Thanks for all the reply everyone. This is the e-mail I got back from the DNR this afternoon.

Response (Jaqueline Waber) - 12/08/2003 09:03 AM
You must keep in mind that all county drains and all county roads are 
easements through private property. These easements are what allow the 
drain commission and the road commission to build and maintain roads 
and drains through private property. The lands under these drains and 
roads are still privately owned and the owner still pays taxes on these 
properties. Therefore, if you are going to walk or wade in these areas 
for the purposes of trapping, you would need permission from the 
landowners to do so.

The same would apply to creeks or rivers that are not on public land. 
Hunting and trapping are landowners rights. 

So if you have permission to be there, you are licensed for the season, 
and the season is open, and you are in compliance with all other 
requirements, you would be legal to trap there.

Guess I'll ask permission. Thanks.

Mike


----------



## Bubba Jr. (May 9, 2003)

Did we learn anything here Linda G.


----------



## Linda G. (Mar 28, 2002)

that in northern Michigan at least, people either don't question the Road Commissions, or don't care...I spoke too soon on my first post, I should have clarified right from the beginning that we only nuisance trap the private land culverts, where according to all sources I've spoken to, a Road Commission nuisance trapping permit supercedes private land rights. Again, that includes the local sheriff. 

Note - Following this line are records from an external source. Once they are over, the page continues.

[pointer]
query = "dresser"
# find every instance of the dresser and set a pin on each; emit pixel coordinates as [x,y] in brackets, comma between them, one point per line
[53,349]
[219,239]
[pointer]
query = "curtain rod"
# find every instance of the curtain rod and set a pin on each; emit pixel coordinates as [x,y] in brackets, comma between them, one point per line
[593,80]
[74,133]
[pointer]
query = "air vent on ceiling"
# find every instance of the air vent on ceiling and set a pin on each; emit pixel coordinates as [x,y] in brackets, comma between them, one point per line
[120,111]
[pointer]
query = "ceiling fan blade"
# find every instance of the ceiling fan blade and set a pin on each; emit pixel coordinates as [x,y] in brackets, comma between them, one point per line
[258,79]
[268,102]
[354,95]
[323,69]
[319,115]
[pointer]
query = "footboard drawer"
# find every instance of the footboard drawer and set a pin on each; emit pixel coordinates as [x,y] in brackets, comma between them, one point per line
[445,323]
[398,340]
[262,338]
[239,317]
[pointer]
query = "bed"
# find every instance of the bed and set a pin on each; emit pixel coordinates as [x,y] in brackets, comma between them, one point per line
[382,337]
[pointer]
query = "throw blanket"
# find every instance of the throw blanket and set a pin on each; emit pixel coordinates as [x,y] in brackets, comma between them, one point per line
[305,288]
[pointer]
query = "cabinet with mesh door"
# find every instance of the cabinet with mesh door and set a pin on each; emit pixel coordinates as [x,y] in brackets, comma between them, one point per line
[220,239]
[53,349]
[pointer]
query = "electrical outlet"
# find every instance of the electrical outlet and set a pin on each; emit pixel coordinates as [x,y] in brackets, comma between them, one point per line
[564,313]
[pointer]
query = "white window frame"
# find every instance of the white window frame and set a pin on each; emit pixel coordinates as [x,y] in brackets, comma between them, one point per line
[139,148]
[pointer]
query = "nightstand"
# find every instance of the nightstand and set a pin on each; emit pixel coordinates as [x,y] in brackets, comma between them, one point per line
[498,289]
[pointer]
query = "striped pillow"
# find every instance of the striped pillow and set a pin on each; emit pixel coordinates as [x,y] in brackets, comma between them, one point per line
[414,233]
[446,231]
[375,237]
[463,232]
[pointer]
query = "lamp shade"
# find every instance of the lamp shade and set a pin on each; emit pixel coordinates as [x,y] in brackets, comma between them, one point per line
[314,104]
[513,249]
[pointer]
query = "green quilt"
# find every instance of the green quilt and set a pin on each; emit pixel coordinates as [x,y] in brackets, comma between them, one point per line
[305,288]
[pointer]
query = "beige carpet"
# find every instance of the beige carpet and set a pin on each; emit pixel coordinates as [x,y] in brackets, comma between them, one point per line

All of our current sets are water sets on either county or state lands, except for a couple in streams of land we've had permission to hunt and trap on for years. I should have clarified that, too, when I said that we have traps out right now.


----------



## multibeard (Mar 3, 2002)

Like, Linda I too have worked nuisnece beaver for both the road commission and the drain commission. I have never been questioned by any one as to taking beaver for the road commission as long as I stayed on the right of way. 

At one time I had a special permit out of the Grand Rapids Dnr office to use snares on road rightaways while working for the road commission. I was afraid of some kid messing around my 330's and legholds and getting hurt. I sure didn't want to get sued, let alone getting expensive traps stolen.

Once you start getting towards the northern part of the state and away from the cities it is a whole different world.


----------



## Chuck (Sep 24, 2000)

I find it interesting that its illegal to trap but some ahole can ride there snowmobile threw your yard legaly as long as they are with in the 30' from center right of way. Ive called the county sheriff and thats what I was told anywase.

I would think most would give you access to trap if you ask. There are so many ***** that to some they are a real problem.


----------